On view at Piano Craft Gallery

May 8th – May 24th

“Remote Working”, Oil on linen, 2026

OVR|WRKD

In his first premier solo exhibition, Sam Belisle continues the enduring tradition of documenting the everyday experience of working-class citizens through moments of work and leisure. OVR|WRKD is a collection of 13 large-scale oil paintings depicting banal micronarratives that center moments of respite from the chaos of living and working within the Digital Anthropocene. The title of the exhibition attempts to describe a lasting feeling of mental fatigue and anxiety that seems inherent to a society where identities are monetized, attention is colonized, and lived experience is replaced by the referential. The duality of modern life is not-so-slowly reducing personal experience to a cycle between work in the analog and leisure in the digital, with no clear understanding of the consequences of such a shift. 

“Old Man on the T”, Oil on canvas, 2026

“Lawn-Care”, Oil on linen, 2026

Belisle’s paintings are heavily influenced by different canonical tropes of art history. By utilizing traditions from notable art movements — the sublime/picturesque, the tableau, and depictions of work and leisure — he hopes to create a contrast between the values and expectations for life held in the documented past and those we serve today. The visual narratives in his paintings implicate the viewer an encourages the self-reflection of their own experiences. This is achieved using visual metaphors, embedding repetitive symbols, and employing the use of scale and linear perspective.

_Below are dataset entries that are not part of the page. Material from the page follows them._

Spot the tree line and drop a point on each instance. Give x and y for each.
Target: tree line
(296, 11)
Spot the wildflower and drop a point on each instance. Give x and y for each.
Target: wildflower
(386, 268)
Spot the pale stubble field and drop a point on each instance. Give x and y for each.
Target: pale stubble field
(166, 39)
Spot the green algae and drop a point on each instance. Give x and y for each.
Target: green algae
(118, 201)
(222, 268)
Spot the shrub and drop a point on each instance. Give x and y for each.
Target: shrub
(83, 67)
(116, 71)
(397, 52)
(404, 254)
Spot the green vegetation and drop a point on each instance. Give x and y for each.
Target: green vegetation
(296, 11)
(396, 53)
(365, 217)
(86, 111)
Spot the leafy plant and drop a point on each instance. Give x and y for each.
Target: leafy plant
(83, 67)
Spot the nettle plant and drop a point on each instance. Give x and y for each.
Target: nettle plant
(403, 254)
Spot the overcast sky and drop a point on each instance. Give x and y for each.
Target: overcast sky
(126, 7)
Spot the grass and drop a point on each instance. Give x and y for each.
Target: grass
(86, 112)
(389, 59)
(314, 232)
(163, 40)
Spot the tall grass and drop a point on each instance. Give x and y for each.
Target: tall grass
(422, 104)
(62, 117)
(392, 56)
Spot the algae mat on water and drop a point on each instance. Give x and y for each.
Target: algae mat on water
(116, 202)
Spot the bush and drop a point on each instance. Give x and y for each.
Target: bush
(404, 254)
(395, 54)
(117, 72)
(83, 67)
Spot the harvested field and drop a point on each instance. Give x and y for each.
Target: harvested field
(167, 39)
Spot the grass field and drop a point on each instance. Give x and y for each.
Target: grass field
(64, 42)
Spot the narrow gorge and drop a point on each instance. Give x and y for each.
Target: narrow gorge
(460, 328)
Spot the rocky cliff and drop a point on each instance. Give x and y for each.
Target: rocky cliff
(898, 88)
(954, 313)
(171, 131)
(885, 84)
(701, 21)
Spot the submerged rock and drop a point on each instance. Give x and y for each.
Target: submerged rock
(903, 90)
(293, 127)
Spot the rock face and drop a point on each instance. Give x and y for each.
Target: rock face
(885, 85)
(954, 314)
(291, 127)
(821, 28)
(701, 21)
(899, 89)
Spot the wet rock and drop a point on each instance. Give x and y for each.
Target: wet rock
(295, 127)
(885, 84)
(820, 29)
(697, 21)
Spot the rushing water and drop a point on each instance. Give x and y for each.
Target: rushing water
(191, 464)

The juxtaposition of idyllic natural landscape and urban space is a repeating motif in this body of work. His landscapes reference the sublime — a concept that bridged Enlightenment inquiry and Romantism’s emphasis on subjectivity, emotion, and nature as investigated by philosophers like Edmund Burke and Immanuel Kant, as well as artists like Thomas Cole from the Hudson River School — while chaotic urban narratives reveal how opportunities to experience the sublime in daily life have become increasingly unavailable. Instead, we are sold counterfeit versions in the form tourism or digital representation, completely void of the vastness, beauty, logic, and personal understanding inherent to an authentic experience of the sublime. Through such comparisons, Belisle confronts the apathy through which we engage the natural world and uses that relationship as point of departure to discuss what else is traded and denied when ethics and methodologies shaped by technology and commerce go unexamined. In a way, the landscape becomes a metaphor for loss.